D’où les regroupements de ports sous une même entité effectués dans plusieurs provinces au cours des dernières années. Amenée à se poursuivre, cette politique va faire évoluer le paysage portuaire chinois tout comme le développement des Free Trade Zones, qui donnent un avantage indéniable aux ports situés dans leur périmètre ou à proximité.

L’intégration est ainsi à l’ordre du jour dans le delta de la Rivière des Perles, où Pékin a lancé son projet de Greater Bay Area, en vue d’interconnecter neuf grandes villes chinoises de son pourtour avec Macao et Hong Kong pour créer un des premiers pôles économiques mondiaux, sur le modèle de la Silicon Valley. Au programme, plus de coopération et moins de concurrence dans le secteur portuaire. Un rapport remis aux autorités préconise que Hong Kong se concentre sur le transbordement et les importations à destination de la Chine, Guangzhou sur les liaisons intra-chinoises et Shenzhen sur l’export principalement et, à un degré moindre, sur les imports. Pékin doit encore décider et ses choix pourraient être influencés par les événements de Hong Kong. En attendant, China Merchants Group a dévoilé son intention de faire de Shekou, à Shenzhen, le plus gros importateur de fruits du sud de la Chine.

Au nord, Liaoning et Shandong…

Au nord du vaste pays, la récente fusion des terminaux à conteneurs de Tianjin va sans nul doute produire ses effets en termes de logistique et de coûts. Mais ce qui retient le plus l’attention dans cette région, ce sont les évolutions dans les provinces du Liaoning et du Shandong qui ont, entre 2017 et 2018, parachevé l’intégration de leurs ports avec chacune une Free Trade Zone (FTZ). Ayant China Merchants Group pour actionnaire majoritaire, Liaoning Port Group a investi en partenariat avec Russian Railway dans la construction d’un centre logistique près de Moscou. Livré en principe courant 2020, il doit favoriser le transport par rail de conteneurs de l’Europe vers la Chine via Dalian.

Les échanges avec les pays voisins et le développement de la multimodalité figurent aussi au rang des priorités de Shandong Port Group pour Qingdao et Yantai, deux des ports qu’il chapeaute avec Rizhao, Weihai et Bohai Bay.

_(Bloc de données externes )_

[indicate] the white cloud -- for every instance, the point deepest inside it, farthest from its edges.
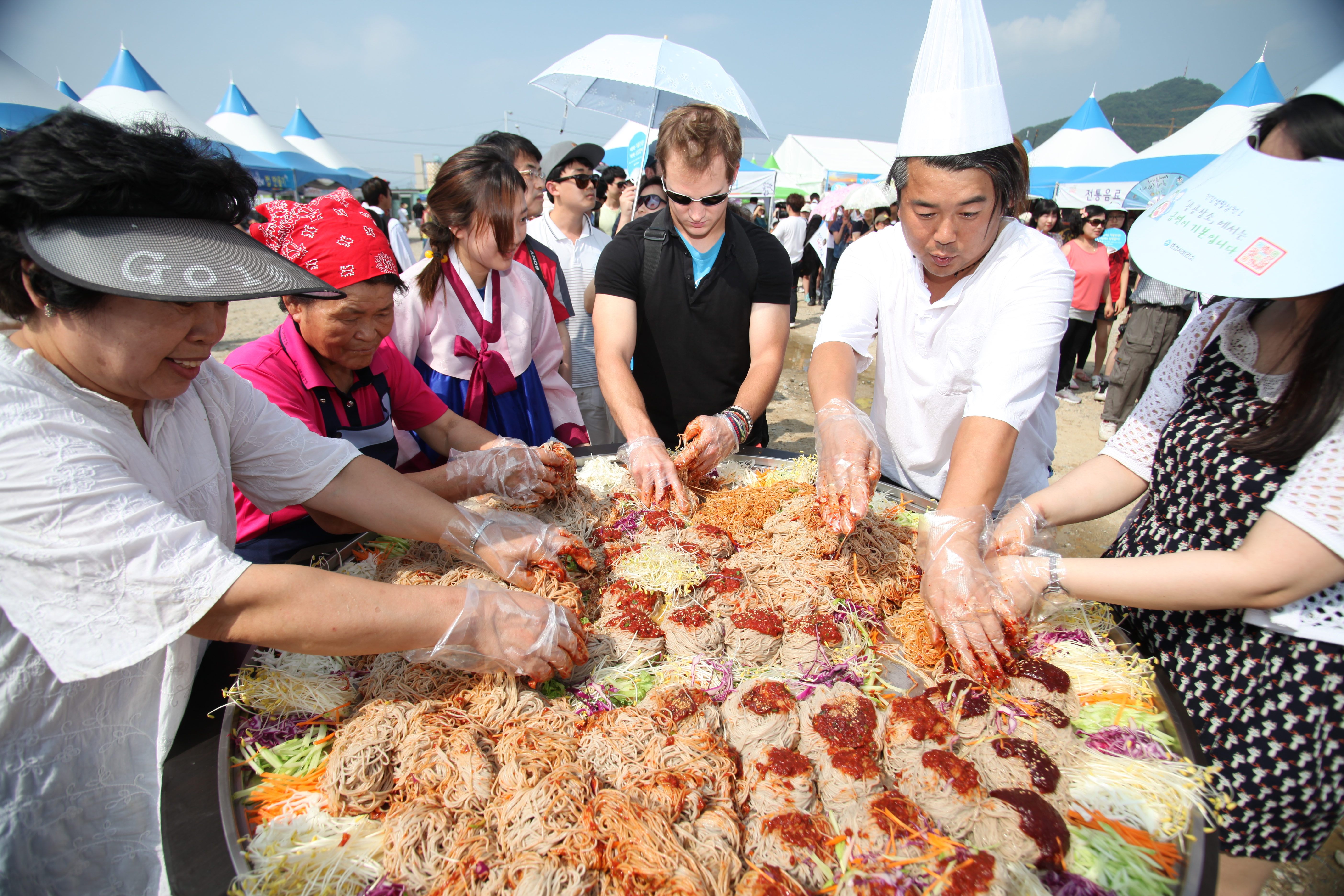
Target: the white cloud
(1025, 42)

Avec comme objectif d’atteindre un trafic de 28 MEVP en 2022. Shandong Port Group entend également se positionner comme point de départ des liaisons Asie – Europe par la voie arctique. Il a ainsi coopéré, cet été, avec Cosco Shipping Specialized Carriers pour l’organisation du voyage d’un cargo chargé de pulpe de papier d’Helsinki à Qingdao.

Dans le delta du Yangtze

Le delta du Yangtze est le théâtre d’une compétition entre les ports côtiers pour capter le trafic conteneur croissant le long du fleuve. Zhejiang Ningbo et Shanghai ont ainsi conclu un partenariat pour développer la partie nord du port de Yangshan afin d’y capter les feeders et ainsi optimiser le transbordement entre navires océaniques et fluviaux. Implanté dans la FTZ de Shanghai depuis sa récente extension, Ningbo est promis à un bel avenir.

Situé en amont du fleuve, le 10e port conteneur chinois, Taicang, entend lui aussi profiter de ce trafic fluvial. À cet effet, il va se doter de quatre postes d’amarrage supplémentaires pour porter sa capacité à 6 MEVP en 2020 et a conclu un partenariat avec son voisin, Jintan, à Changzhou.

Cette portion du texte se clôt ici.